Tenth Circuit Chief Judge Timothy Tymkovich, who regularly teaches election law (and has used our casebook), wrote this interesting statement today concurring in the denial of rehearing en banc in the Utah Republican Party case:
I concur in the court’s denial of rehearing en banc. The majority and dissent clearly laid out the dueling arguments. I write separately to note the issues raised here deserve the Supreme Court’s attention. The panel majority pledges continued faith in an oft-repeated strand of Supreme Court dicta which, as my dissent argues, has outlived its reliability. At this point, the Supreme Court’s homage to State regulation of the primary election process is little more than a nod to received wisdom. Cal. Democratic Party v. Jones, 530 U.S. 567, 572 (2000); see, e.g., American Party of Tex. v. White, 415 U.S. 767, 781 (1974).

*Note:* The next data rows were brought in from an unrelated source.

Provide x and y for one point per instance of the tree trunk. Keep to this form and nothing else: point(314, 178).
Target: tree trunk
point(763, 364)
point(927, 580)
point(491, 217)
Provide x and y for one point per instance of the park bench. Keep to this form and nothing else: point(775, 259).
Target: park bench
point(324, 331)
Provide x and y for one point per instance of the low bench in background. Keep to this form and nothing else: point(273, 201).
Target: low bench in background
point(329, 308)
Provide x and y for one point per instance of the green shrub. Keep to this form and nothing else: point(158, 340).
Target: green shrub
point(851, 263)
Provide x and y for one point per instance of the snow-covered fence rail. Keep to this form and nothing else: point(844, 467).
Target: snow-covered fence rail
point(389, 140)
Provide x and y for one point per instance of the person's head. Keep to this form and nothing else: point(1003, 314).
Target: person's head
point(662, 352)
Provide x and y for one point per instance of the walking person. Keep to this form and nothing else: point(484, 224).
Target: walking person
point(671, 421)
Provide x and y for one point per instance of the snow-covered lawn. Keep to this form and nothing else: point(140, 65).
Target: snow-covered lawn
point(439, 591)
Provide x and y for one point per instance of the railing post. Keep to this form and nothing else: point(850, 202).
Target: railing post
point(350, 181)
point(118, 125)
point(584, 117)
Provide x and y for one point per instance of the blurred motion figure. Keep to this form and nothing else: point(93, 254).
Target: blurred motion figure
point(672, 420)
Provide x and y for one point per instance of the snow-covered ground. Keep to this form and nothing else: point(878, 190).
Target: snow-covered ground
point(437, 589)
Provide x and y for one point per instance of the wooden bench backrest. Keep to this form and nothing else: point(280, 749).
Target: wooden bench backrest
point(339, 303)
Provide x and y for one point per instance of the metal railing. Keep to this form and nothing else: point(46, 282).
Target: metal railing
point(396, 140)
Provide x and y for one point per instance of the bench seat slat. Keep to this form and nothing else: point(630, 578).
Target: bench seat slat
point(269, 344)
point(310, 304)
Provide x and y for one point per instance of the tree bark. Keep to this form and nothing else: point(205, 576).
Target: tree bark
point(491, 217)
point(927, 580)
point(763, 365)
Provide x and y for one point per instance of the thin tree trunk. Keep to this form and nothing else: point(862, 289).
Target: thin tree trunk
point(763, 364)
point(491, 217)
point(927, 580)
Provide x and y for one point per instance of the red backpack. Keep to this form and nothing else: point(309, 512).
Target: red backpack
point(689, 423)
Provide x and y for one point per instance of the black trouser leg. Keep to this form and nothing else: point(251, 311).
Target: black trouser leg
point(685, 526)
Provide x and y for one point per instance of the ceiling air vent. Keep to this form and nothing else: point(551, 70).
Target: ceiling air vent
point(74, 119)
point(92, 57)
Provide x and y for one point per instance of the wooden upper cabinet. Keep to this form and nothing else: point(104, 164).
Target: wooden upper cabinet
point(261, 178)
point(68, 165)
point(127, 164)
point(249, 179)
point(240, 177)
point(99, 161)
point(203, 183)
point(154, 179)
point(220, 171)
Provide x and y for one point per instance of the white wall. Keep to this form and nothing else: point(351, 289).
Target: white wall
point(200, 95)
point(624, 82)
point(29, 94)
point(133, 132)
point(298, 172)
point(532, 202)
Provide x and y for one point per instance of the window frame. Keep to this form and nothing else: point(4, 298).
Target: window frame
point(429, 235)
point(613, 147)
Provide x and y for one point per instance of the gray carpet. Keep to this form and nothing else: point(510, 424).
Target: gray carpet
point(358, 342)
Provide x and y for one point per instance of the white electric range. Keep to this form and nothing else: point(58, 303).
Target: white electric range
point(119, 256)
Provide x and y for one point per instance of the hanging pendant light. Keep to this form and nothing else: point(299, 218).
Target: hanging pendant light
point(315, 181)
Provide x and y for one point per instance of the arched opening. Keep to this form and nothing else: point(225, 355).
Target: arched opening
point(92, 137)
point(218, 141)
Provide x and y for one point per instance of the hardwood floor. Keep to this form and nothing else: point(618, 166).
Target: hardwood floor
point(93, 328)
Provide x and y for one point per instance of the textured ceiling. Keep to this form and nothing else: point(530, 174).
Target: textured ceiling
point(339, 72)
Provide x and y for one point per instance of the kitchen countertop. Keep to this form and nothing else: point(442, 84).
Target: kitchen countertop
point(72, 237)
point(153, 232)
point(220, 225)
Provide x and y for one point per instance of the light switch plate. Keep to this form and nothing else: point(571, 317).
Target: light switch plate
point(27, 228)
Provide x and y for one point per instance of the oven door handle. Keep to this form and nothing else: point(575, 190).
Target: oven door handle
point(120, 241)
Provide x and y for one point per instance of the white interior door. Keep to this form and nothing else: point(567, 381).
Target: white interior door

Yet circumstances are much changed. Recent Supreme Court cases like California Democratic Party v. Jones suggest this dicta does not provide the whole truth. So too, do facts on the ground. The behemoth, corrupt party machines we imagine to have caused the progressive era’s turn to primaries are now, in many respects, out of commission. In important ways, the party system is the weakest it has ever been—a sobering reality given parties’ importance to our republic’s stability. And given new evidence of the substantial associational burdens, even distortions, caused by forcibly expanding a party’s nomination process, a closer look seems in order. The time appears ripe for the Court to reconsider (or rather, as I see it, consider for the first time) the scope of government regulation of political party primaries and the attendant harms to associational rights and substantive ends.